I looked at the 16' version of the 1470, local place had one. Nice boat, but the split seat was sort of a waste on such a narrow beam. And while not a deal breaker, the lack of a splash well kind of bummed me out (I do a fair amount of backtrolling now). I liked the layout of the Alumacraft V16 20" better as there was more room between the split seats.


----------



## PATRIOT (Jul 24, 2013)

So . . . are you going with remote steering or tiller?
Which motor are you planning?


----------



## RustyGoat (Jul 25, 2013)

Yeah as mentioned the L is for the 20" transom. Mine is the 15" version so I'm running a Mini Jacker jack plate and a long shaft motor. I couldn't find any nice short shaft motors but came across a great deal on the long shaft. 

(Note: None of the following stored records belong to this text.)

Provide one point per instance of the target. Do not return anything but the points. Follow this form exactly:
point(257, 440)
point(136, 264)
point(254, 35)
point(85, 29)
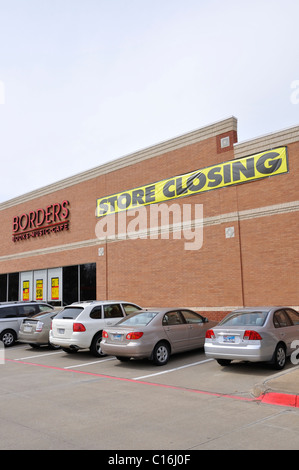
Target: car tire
point(69, 350)
point(123, 358)
point(224, 362)
point(95, 347)
point(161, 354)
point(53, 346)
point(279, 358)
point(8, 338)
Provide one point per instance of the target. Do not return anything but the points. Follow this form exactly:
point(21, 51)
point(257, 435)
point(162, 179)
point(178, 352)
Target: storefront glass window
point(13, 287)
point(88, 281)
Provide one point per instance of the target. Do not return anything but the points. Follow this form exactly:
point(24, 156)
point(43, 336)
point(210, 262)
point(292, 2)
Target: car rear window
point(256, 318)
point(141, 319)
point(69, 313)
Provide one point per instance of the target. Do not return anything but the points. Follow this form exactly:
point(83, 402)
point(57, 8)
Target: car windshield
point(141, 319)
point(254, 318)
point(69, 313)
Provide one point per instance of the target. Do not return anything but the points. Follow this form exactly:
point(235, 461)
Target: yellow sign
point(39, 293)
point(55, 288)
point(242, 170)
point(25, 290)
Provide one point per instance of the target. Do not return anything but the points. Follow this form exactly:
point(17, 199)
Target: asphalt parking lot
point(52, 400)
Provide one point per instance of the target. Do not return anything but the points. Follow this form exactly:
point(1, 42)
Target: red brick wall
point(258, 266)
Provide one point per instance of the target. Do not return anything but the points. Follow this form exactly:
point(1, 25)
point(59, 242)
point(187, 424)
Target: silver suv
point(80, 325)
point(12, 315)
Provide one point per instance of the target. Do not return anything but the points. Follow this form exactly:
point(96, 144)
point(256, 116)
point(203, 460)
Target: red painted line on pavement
point(282, 399)
point(153, 384)
point(270, 398)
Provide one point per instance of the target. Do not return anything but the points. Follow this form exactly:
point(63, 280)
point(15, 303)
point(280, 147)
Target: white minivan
point(80, 325)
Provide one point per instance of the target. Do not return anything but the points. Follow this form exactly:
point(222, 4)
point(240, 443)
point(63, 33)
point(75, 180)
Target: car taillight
point(251, 335)
point(134, 335)
point(78, 327)
point(39, 326)
point(210, 334)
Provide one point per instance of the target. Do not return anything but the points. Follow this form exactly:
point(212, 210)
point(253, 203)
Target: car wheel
point(8, 338)
point(123, 358)
point(224, 362)
point(161, 354)
point(69, 350)
point(95, 347)
point(53, 346)
point(279, 358)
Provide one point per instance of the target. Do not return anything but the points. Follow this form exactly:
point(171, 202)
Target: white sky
point(83, 82)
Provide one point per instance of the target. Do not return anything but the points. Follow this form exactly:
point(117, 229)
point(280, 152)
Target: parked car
point(80, 325)
point(254, 334)
point(35, 330)
point(155, 334)
point(12, 315)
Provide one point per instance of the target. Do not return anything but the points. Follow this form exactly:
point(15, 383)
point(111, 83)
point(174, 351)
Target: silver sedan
point(254, 334)
point(155, 334)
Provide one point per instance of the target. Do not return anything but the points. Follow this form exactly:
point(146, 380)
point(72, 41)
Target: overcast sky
point(83, 82)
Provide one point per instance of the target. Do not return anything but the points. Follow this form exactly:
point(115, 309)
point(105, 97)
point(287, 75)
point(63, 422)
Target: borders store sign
point(238, 171)
point(52, 219)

The space between the split rear bench is 11" if I remember right from making the floor. It's enough room to sit sideways. With the motor sitting back with the jack plate I was nearly turned around facing backwards to reach the tiller handle last time out. I bought an extension for the tiller handle hopefully I can face forward now.


----------



## wihil (Jul 25, 2013)

[url=https://www.tinboats.net/forum/viewtopic.php?p=323533#p323533 said:


> PATRIOT » Yesterday, 22:33[/url]"]So . . . are you going with remote steering or tiller?
> Which motor are you planning?




What I really, really want to do is basically duplicate a build I saw on here where a member turned a 15' Alumacraft V into a flat's boat with a center console. I've got the link saved in my bookmarks, but suffice to say it was an interesting combination of both - it was a tiller model (Yammie 20Hp if memory serves) that he had also rigged up with steering for the CC. No throttle control, just steering.

In reality, it'll more than likely stay as a tiller as it'll end up shuttling myself and my 4yo fishing buddy around the lake chain. At least until the next one is big enough to join us, so room and flat floor will be key. 

I'm dang near sold on the Polarkraft, unless a good deal pops up on a used top end Deep V tinny pops up (Lund/Crestliner/Alumacraft). Every now and then you can get a steal, but you have to have cash in hand and be ready to go immediately.


----------



## mchrist809 (Jul 25, 2013)

I bought a new Polar Kraft 1470 less than a year ago from a dealer. Got a pretty good deal. I love it. Wide, deep and extremely stable. Very well built boat. Like the split rear seats a lot. Haven't done any mods, but lots of room to do so. I use it for large lake trolling, bay stripper fishing, and remote camping. For camping I can fit wife, kid, a weeks worth of gear and coolers. Last trip we got 3 foot seas (on Maine's 5th largest lake) and it kept us safe and dry, though it was hairy. Running a Johnson 9.9 2 stroke. Enough power for the fishing but could use 20 or 25 (hp limit) for camping. Happy to answer any questions.


----------



## PATRIOT (Jul 25, 2013)

I'm currently running a vintage 15HP Nissan 2-stroke, recoil, tiller, to which I added remote steering and throttle so I have the best of both worlds while starting. Will probably do the same to a new Suzuki DF20A.
The price on the Meyers Super Pro 16 keeps dropping and is now down to $2850 and is headed lower since I want a plain unpainted mirror polished exterior. =D> =D> =D> =D> =D>


----------